Sé que cuando decidí abrir esta atalaya digital me prometí a mí mismo escribir entradas, al menos, con la cabeza bien reposada. Bueno, creo que hoy (Madrid, 23:16 hrs. del 21.04.2020) cumplo con la necesaria excepción y cautela a toda regla general.
Un amigo ha creado un grupo de WhatsApp y nos ha agregado a unos cuantos colegas con la sana intención de intercambiar pareceres acerca de la objetivamente nefasta gestión gubernamental de la pandemia coronavírica.
Al rato, uno de los miembros se ha arrancado tal que así: «perdonar a mi no me importa estar pero sabeis que nos vigilan y no se si es buena idea hacer este grupo». La persona que ha escrito ésto es amiga mía, y no la juzgo, sé que tiene MIEDO y el motivo de ese miedo, y sé que los culpables de ese pavor están ahí fuera.
A ver si soy claro: aunque técnicamente no sea exactamente lo mismo (que no lo es), estar voluntariamente en un grupo de WS es una manifestación de la libertad de asociación, uno de los mayores, fundamentales y constitucionales derechos del individuo.
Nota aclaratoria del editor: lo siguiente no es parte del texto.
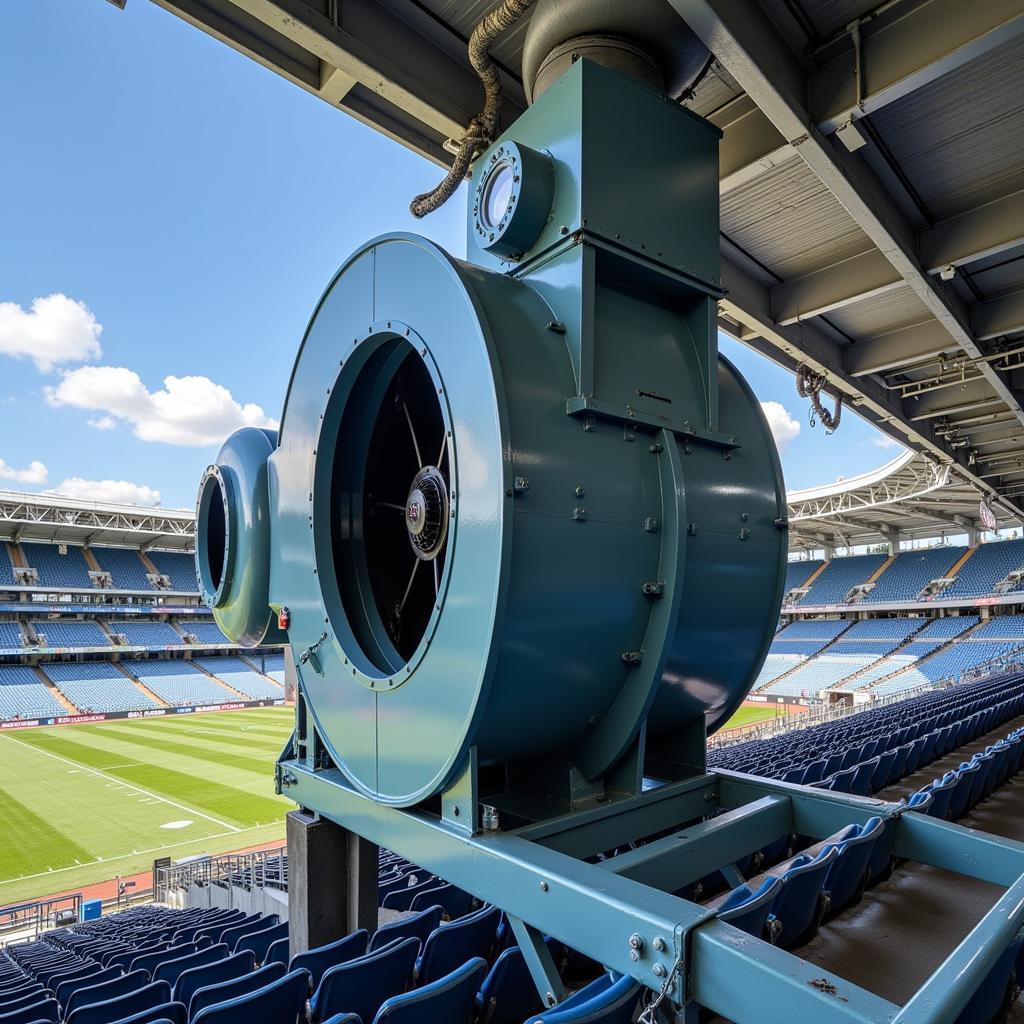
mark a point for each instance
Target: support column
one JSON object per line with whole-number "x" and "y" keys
{"x": 332, "y": 882}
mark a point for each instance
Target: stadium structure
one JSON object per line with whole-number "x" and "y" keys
{"x": 100, "y": 617}
{"x": 525, "y": 537}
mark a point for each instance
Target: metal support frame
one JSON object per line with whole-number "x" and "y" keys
{"x": 539, "y": 877}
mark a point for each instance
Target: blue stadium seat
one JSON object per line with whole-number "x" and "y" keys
{"x": 114, "y": 1010}
{"x": 419, "y": 926}
{"x": 171, "y": 970}
{"x": 317, "y": 961}
{"x": 168, "y": 1013}
{"x": 104, "y": 990}
{"x": 238, "y": 987}
{"x": 456, "y": 942}
{"x": 259, "y": 941}
{"x": 508, "y": 994}
{"x": 194, "y": 979}
{"x": 799, "y": 906}
{"x": 45, "y": 1010}
{"x": 282, "y": 1001}
{"x": 612, "y": 1004}
{"x": 748, "y": 909}
{"x": 361, "y": 985}
{"x": 450, "y": 999}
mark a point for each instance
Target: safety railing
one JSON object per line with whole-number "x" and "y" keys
{"x": 258, "y": 869}
{"x": 815, "y": 715}
{"x": 40, "y": 915}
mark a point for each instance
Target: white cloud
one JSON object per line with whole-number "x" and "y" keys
{"x": 783, "y": 427}
{"x": 188, "y": 411}
{"x": 118, "y": 492}
{"x": 35, "y": 472}
{"x": 884, "y": 441}
{"x": 55, "y": 330}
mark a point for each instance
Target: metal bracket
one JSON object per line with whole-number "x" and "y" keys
{"x": 585, "y": 406}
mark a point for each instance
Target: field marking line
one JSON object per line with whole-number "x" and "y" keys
{"x": 125, "y": 856}
{"x": 114, "y": 778}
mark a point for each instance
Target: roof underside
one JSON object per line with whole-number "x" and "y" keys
{"x": 911, "y": 497}
{"x": 66, "y": 520}
{"x": 875, "y": 233}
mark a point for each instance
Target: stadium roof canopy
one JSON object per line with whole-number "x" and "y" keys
{"x": 910, "y": 497}
{"x": 51, "y": 517}
{"x": 871, "y": 189}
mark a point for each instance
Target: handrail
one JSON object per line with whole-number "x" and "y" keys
{"x": 257, "y": 869}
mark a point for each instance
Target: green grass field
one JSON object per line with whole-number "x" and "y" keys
{"x": 82, "y": 804}
{"x": 748, "y": 715}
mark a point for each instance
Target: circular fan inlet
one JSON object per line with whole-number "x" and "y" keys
{"x": 393, "y": 505}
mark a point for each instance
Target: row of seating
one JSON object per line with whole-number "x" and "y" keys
{"x": 66, "y": 566}
{"x": 907, "y": 574}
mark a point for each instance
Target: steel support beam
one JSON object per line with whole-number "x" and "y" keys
{"x": 992, "y": 228}
{"x": 910, "y": 49}
{"x": 745, "y": 314}
{"x": 749, "y": 46}
{"x": 898, "y": 348}
{"x": 999, "y": 316}
{"x": 370, "y": 62}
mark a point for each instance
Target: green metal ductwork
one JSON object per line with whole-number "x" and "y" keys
{"x": 519, "y": 505}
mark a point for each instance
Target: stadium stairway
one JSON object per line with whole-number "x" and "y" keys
{"x": 147, "y": 562}
{"x": 231, "y": 691}
{"x": 55, "y": 693}
{"x": 966, "y": 635}
{"x": 140, "y": 686}
{"x": 875, "y": 576}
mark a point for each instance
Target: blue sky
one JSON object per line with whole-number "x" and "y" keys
{"x": 185, "y": 208}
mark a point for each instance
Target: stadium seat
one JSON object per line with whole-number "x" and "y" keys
{"x": 237, "y": 987}
{"x": 748, "y": 909}
{"x": 361, "y": 985}
{"x": 278, "y": 952}
{"x": 611, "y": 1004}
{"x": 259, "y": 942}
{"x": 420, "y": 926}
{"x": 171, "y": 970}
{"x": 105, "y": 990}
{"x": 323, "y": 957}
{"x": 194, "y": 979}
{"x": 282, "y": 1001}
{"x": 455, "y": 901}
{"x": 450, "y": 999}
{"x": 169, "y": 1013}
{"x": 90, "y": 975}
{"x": 848, "y": 875}
{"x": 799, "y": 905}
{"x": 456, "y": 942}
{"x": 112, "y": 1011}
{"x": 508, "y": 994}
{"x": 44, "y": 1010}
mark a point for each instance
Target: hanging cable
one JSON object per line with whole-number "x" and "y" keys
{"x": 809, "y": 385}
{"x": 480, "y": 131}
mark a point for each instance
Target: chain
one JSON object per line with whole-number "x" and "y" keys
{"x": 647, "y": 1016}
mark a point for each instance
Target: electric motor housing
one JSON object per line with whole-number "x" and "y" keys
{"x": 509, "y": 535}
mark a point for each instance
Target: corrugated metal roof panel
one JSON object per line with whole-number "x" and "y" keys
{"x": 881, "y": 313}
{"x": 960, "y": 139}
{"x": 790, "y": 221}
{"x": 828, "y": 15}
{"x": 999, "y": 276}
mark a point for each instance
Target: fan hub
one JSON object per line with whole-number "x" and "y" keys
{"x": 427, "y": 512}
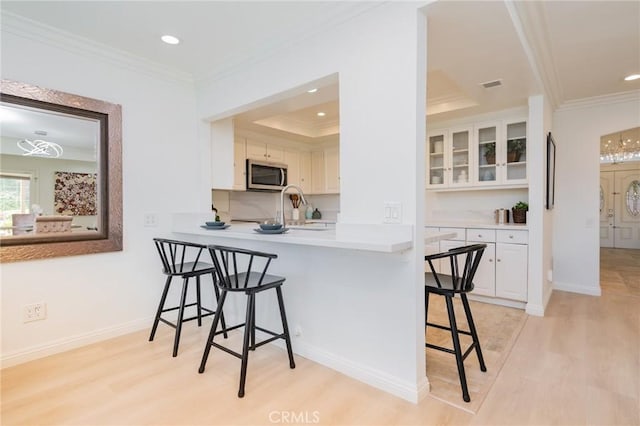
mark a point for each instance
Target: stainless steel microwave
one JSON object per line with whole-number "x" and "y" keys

Su núcleo esencial está formado por la libertad de pensamiento y encierra una proyección doble: de una parte, el derecho a la libertad de reuniòn; de otra, el derecho a la libertad de expresión, consustancial a la del pensamiento, es decir, el derecho a expresar las actitudes de alguien en calidad de miembro de un grupo.
Me niego a que haya un clima social que rescabrage esta libertad, por que se empieza así y acabamos abrazando el pensamiento único y la obediencia debida al Poder Absoluto de un tercero.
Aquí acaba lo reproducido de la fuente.